Estacionados na península de Crimeia após sua anexação em 2014, os russos ainda não desembarcaram nas praias de Odessa como se temia, mas seu bloqueio no Mar Negro provoca devastação econômica na Ucrânia e ameaça de fome muitos outros lugares.

Celeiros e portos de toda a Ucrânia estão transbordando com milhões de toneladas de grãos sem destino de exportação devido ao cerco russo que está lentamente sufocando o país.

No temperado sul da Ucrânia, a colheita de verão deve começar nas próximas semanas, mas poucos sabem onde o trigo será estocado nesta temporada, alimentando temores de que grande parte dos grãos e outros produtos estraguem.

“É brutal que um país desperdice comida assim e outras pessoas fiquem pobres e famintas”, diz Matuliak. “É uma atrocidade, é selvagem. Não há outra maneira de dizer isso”, acrescenta.

– “Insegurança alimentar” –

Embora o foco esteja na batalha no leste da Ucrânia, o bloqueio do Mar Negro pode desencadear consequências mais amplas nos preços dos alimentos e na fome.

Antes da invasão, a Ucrânia era um dos celeiros do mundo, exportando 4,5 milhões de toneladas de produtos agrícolas por mês, incluindo 12% do trigo mundial, 15% do milho e metade do óleo de girassol.

A guerra e o bloqueio da única saída marítima da Ucrânia causaram o colapso do comércio, já que rotas alternativas por estrada ou ferrovia não conseguem absorver o volume de mercadoria.

O secretário-geral das Nações Unidas, António Guterres, foi inequívoco sobre isso, alertando na semana passada que a guerra “ameaça mergulhar dezenas de milhões de pessoas na insegurança alimentar”.

Até o momento, cerca de 20 milhões de toneladas de produtos alimentícios ficaram bloqueados na Ucrânia, segundo autoridades locais.

No sul de Odessa, a crise é palpável. O porto está vazio, sem entradas ou saídas há meses.

Por gerações, o poder econômico dos férteis centros agrícolas do Leste Europeu se concentrou em Odessa, com seu extenso porto e eixo ferroviário conectando os campos de trigo da região à costa.

Agora, o porto e os depósitos de Odessa armazenam mais de quatro milhões de toneladas de grãos, todos da última safra.

“Não seremos capazes de armazenar a nova safra, esse é o problema”, diz o prefeito Gennady Trukhanov.

“As pessoas simplesmente passarão fome” se o bloqueio continuar, alerta.
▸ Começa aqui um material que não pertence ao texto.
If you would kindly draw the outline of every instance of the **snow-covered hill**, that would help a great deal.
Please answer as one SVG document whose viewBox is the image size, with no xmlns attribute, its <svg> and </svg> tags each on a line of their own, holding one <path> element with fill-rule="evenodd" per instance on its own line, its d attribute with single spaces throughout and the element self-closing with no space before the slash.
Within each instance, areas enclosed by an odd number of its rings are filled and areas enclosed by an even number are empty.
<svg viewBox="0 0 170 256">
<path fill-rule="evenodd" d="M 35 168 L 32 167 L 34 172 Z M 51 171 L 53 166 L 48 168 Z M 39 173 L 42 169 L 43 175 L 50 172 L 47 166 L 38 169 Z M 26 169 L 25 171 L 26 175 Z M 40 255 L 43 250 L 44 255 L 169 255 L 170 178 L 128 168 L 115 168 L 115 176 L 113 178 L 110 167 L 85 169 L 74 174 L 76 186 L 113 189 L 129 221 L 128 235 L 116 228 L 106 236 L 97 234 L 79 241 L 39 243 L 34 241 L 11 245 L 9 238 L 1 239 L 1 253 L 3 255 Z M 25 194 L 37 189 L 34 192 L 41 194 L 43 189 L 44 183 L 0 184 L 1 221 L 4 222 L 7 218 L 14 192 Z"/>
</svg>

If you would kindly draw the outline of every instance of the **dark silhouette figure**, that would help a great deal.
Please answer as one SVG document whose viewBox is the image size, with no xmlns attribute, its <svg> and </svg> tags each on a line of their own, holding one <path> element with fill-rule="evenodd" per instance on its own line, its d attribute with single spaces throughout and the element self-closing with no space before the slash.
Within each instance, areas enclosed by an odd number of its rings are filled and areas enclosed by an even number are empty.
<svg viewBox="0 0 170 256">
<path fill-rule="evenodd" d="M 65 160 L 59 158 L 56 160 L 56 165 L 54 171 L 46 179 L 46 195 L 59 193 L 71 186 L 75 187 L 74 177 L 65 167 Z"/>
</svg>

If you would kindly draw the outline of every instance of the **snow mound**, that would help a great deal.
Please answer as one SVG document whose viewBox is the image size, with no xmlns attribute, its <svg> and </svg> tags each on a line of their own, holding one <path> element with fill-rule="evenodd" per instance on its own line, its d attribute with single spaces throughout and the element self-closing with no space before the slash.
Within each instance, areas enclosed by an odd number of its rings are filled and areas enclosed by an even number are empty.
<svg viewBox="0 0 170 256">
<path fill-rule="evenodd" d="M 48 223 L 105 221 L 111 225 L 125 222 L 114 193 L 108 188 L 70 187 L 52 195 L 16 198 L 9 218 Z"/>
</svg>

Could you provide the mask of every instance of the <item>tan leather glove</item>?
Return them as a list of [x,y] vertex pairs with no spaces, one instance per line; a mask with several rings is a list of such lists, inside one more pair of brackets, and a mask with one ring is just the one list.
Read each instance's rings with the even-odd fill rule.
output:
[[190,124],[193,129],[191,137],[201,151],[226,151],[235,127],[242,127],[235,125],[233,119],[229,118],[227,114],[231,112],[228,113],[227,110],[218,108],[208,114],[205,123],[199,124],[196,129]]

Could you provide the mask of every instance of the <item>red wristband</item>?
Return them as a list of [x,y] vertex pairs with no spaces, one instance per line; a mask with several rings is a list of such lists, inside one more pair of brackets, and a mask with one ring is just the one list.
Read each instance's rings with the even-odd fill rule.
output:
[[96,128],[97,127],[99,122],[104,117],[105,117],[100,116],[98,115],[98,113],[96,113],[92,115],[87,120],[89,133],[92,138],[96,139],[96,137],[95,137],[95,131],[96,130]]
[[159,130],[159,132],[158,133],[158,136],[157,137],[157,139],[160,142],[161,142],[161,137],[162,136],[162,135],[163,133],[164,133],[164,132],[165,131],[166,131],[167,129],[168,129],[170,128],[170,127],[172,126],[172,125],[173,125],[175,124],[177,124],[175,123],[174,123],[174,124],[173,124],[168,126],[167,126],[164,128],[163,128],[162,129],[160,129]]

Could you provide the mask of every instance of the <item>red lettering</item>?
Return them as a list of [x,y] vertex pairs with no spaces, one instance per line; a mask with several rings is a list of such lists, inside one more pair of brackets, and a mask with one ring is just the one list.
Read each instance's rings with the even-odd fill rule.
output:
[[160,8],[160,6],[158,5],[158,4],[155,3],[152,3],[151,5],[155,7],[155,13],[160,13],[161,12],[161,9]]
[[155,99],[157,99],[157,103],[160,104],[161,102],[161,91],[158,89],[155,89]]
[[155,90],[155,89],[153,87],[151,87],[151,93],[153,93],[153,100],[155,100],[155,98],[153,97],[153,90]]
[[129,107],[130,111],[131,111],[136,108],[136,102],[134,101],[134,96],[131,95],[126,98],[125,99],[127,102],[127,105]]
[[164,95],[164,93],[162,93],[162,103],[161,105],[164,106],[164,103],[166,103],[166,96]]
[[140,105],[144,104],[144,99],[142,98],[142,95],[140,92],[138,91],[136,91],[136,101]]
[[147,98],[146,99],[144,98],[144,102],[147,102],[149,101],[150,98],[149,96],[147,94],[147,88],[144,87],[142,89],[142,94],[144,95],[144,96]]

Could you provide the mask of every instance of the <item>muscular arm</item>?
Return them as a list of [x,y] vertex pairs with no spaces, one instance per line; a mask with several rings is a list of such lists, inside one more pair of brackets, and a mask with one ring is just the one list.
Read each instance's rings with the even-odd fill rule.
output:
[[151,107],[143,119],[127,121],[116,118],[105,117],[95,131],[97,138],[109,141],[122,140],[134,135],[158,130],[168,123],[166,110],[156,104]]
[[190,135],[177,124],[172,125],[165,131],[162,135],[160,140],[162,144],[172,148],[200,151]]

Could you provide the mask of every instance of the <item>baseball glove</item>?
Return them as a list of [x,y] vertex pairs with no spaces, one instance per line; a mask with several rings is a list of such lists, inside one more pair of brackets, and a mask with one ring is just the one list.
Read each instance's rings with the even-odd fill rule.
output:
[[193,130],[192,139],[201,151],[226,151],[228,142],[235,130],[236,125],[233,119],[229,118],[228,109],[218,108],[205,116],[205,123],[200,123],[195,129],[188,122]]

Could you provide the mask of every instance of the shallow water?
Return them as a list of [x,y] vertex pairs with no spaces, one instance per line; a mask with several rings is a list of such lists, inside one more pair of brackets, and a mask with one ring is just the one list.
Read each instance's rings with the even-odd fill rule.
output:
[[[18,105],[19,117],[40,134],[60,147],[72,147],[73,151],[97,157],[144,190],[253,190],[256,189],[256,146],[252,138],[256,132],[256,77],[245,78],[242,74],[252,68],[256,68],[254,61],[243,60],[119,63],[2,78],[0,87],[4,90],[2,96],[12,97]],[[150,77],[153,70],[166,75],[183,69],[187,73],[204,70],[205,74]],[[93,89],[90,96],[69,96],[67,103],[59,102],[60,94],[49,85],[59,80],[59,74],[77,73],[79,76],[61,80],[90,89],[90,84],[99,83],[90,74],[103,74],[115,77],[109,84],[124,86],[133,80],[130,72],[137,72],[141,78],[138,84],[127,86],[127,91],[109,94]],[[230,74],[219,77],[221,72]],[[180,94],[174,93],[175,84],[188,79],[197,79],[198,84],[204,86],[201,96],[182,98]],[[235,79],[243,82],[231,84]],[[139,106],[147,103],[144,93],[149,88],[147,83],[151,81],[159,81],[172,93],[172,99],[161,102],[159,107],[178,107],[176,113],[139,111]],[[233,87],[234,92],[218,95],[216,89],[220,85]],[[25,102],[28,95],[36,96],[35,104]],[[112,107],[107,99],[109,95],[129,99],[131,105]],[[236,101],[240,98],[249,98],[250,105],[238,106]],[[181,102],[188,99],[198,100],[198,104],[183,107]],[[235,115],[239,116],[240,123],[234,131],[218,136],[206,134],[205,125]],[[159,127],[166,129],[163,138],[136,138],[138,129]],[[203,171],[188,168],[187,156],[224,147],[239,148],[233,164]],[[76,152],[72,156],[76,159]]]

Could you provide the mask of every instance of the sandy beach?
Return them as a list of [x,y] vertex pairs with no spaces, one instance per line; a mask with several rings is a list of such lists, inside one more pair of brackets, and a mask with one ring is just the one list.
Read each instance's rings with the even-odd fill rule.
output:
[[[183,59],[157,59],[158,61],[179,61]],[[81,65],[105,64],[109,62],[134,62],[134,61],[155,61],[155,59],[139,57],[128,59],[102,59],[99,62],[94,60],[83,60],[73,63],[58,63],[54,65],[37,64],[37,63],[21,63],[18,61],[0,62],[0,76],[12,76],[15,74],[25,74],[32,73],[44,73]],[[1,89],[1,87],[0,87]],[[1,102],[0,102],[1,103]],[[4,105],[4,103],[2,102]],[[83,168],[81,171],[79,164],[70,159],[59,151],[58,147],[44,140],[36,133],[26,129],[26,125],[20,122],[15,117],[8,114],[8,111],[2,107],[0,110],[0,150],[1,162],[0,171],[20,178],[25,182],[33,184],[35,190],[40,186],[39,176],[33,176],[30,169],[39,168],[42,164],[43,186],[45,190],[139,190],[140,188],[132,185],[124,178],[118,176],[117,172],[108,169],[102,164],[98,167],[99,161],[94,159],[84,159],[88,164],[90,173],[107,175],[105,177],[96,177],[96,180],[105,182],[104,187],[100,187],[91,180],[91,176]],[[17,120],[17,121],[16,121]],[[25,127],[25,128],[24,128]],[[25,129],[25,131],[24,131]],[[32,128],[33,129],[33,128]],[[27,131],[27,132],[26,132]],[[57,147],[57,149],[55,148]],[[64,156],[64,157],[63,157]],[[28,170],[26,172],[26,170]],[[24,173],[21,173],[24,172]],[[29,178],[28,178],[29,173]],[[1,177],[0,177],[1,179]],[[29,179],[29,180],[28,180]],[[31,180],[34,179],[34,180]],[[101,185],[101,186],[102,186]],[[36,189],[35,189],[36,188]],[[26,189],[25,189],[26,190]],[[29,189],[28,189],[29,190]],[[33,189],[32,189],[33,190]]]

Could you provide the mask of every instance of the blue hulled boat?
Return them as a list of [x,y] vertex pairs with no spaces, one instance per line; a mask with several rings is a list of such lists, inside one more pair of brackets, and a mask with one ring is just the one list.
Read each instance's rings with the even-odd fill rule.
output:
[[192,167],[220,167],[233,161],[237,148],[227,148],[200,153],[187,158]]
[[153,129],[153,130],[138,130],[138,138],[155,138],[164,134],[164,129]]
– Armas contra o bloqueio –

A economia da Ucrânia foi devastada. O Banco Mundial estima que a guerra e o bloqueio naval causarão uma queda de 45% no Produto Interno Bruto este ano.

Embora em terra as tropas ucranianas tenham demonstrado sua resistência contra um inimigo mais bem equipado, no mar a superioridade russa é quase total.

“Infelizmente, a Ucrânia tradicionalmente ignorou a questão da segurança marítima”, explicou o ex-ministro da Defesa, Andriy Zagorodniuk, em um relatório publicado pelo Atlantic Council.

“O mundo democrático aceitou o desafio de armar a Ucrânia para resistir à agressão russa em terra, mas o envolvimento internacional na guerra marítima é mais limitado”, acrescentou.

No fim de semana, o presidente ucraniano Volodymyr Zelensky pediu ao mundo que intervenha e pediu “armas relevantes” para romper o bloqueio.

“Haverá uma crise alimentar se não desbloquearmos as rotas da Ucrânia, não ajudarmos os países da África, Europa e Ásia que precisam desses produtos”, disse o presidente.

Mas mesmo com essas armas, pode levar meses ou anos para reativar o comércio se a guerra ainda estiver em andamento, já que é improvável que as empresas de navegação enviem seus navios para uma área de conflito ativo.

Para fazendeiros como Matuliak, que nasceram na União Soviética e tinham laços “fraternais” com a Rússia, a guerra é difícil de aceitar.

“É claro que seria bom se todas essas questões pudessem ser resolvidas por meios diplomáticos e pacíficos”, afirma. “Mas já vimos que a Rússia não entende os valores normais que as pessoas têm”, acrescenta.